16. Continue the CISO role at Gala Coral productively. 90%, 31 December 2007. The role-fit is good; the cumulative engagement is productive.

17. Continue weekly cadence on the notebook. 95%, 31 December 2007.

18. Attend at least four conferences. 80%, 31 December 2007.

19. Speak at at least one conference. 70%, 31 December 2007.

20. Write a book. 60%, 31 December 2007. I have been thinking about a book on DDoS for some time; the specific writing is bounded; the publication timing is the open question.

A meta-prediction

21. By end of 2007 I will have nine full years of prediction-scoring data. 95% (resolves trivially if I keep the discipline).

The cumulative meta-analysis from nine years will be substantively interesting. Specific systematic biases visible across the cumulative archive will inform subsequent prediction discipline.

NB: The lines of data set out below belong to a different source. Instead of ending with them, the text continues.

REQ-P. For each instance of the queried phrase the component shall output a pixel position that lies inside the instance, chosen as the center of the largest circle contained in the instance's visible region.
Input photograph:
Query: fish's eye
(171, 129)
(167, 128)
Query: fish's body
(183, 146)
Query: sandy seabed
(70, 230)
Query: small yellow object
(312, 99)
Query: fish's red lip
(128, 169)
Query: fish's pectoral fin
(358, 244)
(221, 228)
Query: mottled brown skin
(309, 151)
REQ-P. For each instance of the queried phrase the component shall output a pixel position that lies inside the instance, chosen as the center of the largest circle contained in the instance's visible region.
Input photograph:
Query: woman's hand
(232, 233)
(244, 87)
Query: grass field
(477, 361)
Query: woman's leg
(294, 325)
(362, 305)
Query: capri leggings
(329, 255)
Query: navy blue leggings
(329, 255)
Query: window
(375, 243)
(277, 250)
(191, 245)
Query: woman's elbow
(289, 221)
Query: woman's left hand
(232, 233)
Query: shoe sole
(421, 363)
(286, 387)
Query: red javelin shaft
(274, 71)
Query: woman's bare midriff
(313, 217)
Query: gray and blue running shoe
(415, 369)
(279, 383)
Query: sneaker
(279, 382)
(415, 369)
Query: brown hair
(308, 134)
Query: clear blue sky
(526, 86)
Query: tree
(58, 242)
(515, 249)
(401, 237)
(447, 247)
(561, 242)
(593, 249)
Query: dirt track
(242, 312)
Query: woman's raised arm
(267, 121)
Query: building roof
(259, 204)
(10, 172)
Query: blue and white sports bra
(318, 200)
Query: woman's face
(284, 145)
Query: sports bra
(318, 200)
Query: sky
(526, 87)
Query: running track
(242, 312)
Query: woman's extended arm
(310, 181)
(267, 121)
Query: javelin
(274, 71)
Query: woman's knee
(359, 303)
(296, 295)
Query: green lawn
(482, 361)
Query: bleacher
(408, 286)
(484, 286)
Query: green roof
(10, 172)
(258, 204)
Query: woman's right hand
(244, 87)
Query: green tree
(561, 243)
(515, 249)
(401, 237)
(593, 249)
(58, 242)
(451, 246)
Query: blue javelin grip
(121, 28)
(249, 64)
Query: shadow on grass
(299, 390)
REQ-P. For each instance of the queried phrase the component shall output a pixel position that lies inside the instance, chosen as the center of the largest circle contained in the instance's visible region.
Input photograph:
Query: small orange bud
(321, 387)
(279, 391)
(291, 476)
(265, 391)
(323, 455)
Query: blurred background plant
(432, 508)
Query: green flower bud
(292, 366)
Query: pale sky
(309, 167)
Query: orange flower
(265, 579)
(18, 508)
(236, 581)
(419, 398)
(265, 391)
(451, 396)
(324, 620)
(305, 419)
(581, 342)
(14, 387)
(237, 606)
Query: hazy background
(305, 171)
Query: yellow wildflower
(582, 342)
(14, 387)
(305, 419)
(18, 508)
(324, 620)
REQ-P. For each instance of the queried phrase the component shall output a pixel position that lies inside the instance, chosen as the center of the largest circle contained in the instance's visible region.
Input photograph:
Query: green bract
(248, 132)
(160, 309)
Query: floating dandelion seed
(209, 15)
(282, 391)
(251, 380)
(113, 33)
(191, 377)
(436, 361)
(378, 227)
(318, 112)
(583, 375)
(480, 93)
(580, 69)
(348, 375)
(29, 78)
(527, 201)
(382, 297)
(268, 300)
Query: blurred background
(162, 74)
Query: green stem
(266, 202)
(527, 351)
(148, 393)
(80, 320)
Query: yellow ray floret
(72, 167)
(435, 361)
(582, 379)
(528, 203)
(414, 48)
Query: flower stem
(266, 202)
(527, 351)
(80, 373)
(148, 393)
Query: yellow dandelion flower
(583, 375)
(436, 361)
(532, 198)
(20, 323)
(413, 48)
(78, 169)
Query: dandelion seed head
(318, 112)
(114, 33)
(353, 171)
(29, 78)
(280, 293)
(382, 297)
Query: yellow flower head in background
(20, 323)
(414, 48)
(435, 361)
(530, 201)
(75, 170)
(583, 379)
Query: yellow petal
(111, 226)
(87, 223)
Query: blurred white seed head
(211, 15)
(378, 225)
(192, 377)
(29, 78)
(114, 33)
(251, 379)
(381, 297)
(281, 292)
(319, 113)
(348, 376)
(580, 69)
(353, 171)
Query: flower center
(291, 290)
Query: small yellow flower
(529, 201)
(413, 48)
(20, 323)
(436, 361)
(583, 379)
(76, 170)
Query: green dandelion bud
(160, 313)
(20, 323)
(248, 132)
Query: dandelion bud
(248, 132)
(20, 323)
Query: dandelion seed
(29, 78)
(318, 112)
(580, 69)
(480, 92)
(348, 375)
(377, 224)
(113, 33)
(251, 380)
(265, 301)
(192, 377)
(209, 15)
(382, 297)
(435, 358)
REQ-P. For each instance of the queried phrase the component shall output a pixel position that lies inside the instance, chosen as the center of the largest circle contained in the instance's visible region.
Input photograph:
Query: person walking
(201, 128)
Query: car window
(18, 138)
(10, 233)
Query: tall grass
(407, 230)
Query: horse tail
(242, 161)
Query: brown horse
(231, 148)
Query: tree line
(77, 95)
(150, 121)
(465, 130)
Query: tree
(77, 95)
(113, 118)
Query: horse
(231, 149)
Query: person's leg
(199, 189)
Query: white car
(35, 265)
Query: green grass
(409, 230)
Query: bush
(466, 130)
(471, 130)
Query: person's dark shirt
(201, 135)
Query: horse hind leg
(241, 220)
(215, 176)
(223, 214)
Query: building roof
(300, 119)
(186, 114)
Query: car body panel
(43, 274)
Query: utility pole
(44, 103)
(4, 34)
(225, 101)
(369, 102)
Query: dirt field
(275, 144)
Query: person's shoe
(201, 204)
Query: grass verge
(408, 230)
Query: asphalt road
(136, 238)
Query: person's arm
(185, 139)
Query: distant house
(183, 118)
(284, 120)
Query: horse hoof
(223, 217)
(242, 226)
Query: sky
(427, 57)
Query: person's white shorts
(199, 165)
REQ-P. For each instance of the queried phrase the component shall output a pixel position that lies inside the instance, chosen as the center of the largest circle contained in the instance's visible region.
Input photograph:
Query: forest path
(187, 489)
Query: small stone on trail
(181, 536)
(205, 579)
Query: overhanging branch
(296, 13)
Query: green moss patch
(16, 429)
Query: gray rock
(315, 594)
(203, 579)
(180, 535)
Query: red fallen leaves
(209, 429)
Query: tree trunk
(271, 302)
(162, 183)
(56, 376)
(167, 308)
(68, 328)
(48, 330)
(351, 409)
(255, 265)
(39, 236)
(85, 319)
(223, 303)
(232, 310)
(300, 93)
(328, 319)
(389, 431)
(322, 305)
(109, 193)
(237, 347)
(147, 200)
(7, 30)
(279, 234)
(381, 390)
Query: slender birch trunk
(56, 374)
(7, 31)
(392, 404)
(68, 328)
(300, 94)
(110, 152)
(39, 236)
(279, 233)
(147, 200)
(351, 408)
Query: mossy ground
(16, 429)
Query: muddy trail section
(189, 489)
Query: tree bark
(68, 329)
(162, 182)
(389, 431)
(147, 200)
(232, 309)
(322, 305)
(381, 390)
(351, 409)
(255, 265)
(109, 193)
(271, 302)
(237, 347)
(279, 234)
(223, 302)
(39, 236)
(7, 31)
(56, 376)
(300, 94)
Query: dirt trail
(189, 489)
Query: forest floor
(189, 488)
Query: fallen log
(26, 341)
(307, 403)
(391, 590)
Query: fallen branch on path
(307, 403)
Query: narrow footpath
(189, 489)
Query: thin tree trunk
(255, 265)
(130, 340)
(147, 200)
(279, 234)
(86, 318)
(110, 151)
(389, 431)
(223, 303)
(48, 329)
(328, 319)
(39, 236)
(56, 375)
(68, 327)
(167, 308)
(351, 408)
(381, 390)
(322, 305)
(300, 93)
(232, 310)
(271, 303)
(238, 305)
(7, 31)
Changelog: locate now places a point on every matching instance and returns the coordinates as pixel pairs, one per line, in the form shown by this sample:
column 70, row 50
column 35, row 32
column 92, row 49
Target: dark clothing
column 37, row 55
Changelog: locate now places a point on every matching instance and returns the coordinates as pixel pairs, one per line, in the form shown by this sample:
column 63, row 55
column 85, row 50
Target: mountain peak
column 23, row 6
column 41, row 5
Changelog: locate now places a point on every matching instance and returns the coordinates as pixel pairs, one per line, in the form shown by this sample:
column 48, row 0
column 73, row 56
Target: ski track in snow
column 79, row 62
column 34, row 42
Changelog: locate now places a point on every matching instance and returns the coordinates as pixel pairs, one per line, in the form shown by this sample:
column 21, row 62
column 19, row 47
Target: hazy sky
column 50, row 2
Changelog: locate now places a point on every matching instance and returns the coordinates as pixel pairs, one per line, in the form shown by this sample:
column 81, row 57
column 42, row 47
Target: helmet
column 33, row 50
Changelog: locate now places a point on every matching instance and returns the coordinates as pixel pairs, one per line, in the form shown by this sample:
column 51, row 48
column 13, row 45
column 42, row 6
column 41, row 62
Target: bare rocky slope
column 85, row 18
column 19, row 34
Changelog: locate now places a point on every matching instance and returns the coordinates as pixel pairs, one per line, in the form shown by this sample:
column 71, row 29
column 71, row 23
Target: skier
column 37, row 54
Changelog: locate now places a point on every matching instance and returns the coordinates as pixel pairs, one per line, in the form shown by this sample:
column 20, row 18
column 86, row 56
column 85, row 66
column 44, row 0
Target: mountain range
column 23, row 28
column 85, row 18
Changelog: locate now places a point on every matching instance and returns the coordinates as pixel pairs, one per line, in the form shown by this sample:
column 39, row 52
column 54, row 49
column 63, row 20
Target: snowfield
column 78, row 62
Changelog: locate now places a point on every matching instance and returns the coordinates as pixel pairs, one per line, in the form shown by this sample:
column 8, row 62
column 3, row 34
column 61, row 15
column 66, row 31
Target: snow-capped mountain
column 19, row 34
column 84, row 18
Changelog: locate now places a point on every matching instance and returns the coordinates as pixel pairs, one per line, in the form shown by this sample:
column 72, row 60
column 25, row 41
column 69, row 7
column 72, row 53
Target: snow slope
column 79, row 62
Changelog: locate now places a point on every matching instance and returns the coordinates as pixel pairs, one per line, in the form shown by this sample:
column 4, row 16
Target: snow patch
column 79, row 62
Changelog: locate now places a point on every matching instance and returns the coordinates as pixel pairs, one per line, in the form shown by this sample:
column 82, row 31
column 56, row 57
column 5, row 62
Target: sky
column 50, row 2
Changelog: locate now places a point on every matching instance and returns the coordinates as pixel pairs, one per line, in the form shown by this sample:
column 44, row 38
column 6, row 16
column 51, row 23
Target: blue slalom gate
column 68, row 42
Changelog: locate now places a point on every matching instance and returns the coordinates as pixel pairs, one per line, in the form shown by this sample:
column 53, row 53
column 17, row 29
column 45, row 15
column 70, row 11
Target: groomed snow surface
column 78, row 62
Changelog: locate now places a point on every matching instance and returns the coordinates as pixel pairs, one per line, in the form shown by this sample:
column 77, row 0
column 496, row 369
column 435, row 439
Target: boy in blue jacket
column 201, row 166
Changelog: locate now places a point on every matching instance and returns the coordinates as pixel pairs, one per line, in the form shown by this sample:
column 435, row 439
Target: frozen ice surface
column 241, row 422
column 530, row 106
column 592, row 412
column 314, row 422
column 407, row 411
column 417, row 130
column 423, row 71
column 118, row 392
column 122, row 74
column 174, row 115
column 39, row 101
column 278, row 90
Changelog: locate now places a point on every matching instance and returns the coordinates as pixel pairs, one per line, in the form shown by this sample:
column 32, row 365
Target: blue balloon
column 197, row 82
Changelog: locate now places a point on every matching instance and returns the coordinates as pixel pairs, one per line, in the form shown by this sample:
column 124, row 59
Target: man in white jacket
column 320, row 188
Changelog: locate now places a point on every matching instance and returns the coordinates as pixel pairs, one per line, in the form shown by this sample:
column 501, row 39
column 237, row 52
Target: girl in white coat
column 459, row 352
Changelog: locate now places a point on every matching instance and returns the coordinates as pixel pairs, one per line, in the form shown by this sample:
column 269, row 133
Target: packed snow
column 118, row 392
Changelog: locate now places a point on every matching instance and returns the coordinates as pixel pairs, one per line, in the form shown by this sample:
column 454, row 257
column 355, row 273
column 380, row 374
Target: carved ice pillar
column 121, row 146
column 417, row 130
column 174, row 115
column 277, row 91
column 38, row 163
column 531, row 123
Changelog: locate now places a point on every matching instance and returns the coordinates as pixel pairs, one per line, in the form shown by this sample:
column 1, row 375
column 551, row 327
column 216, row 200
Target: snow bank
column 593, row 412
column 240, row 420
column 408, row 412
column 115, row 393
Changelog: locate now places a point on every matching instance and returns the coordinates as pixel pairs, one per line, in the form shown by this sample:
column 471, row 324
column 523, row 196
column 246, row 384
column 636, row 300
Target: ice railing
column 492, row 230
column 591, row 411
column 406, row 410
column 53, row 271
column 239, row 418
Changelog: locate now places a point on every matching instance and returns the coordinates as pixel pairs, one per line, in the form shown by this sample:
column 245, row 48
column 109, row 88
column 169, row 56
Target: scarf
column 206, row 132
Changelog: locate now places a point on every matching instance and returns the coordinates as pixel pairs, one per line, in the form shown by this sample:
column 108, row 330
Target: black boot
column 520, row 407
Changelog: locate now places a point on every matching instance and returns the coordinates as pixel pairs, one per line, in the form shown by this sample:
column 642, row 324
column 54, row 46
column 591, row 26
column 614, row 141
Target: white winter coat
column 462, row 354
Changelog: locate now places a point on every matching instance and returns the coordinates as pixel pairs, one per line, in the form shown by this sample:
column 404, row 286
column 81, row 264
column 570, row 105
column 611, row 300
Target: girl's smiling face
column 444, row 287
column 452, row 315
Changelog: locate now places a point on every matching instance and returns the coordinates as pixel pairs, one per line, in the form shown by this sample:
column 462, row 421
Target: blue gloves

A specific note on the book prediction

For some time I have been thinking about writing a substantive book on DDoS — the DDoS-for-hire trajectory, the DDoS extortion against gambling operators, the structural patterns of attack and defence, the cumulative operational discipline.

The specific intent: a practitioner-targeted book that addresses the operational realities of DDoS in 2007, drawing on the cumulative observation across multiple years and multiple operational contexts.

The 60% probability reflects realistic uncertainty about timing. Writing a book takes substantial sustained effort; specific role demands at Gala Coral compete for time; the publication timeline is bounded but not predictable.

For practitioners considering whether to write similar long-form material: the cumulative archive of weekly notebook writing is substantial substrate. The specific work of organising that substrate into a book-length treatment is bounded; the cumulative impact of book-length work is structurally larger than weekly posts.

More on the book prediction across 2007.

A closing reflection

The calibration discipline produces cumulative learning across years. Specific predictions inform; specific reviews inform; specific cumulative patterns inform. The cumulative archive supports both individual practice and broader community contribution.

For my continued practice: the discipline continues. Specific 2007 predictions will be reviewed at year-end 2007. The cumulative archive continues growing.

More in 2007. The cumulative discipline continues.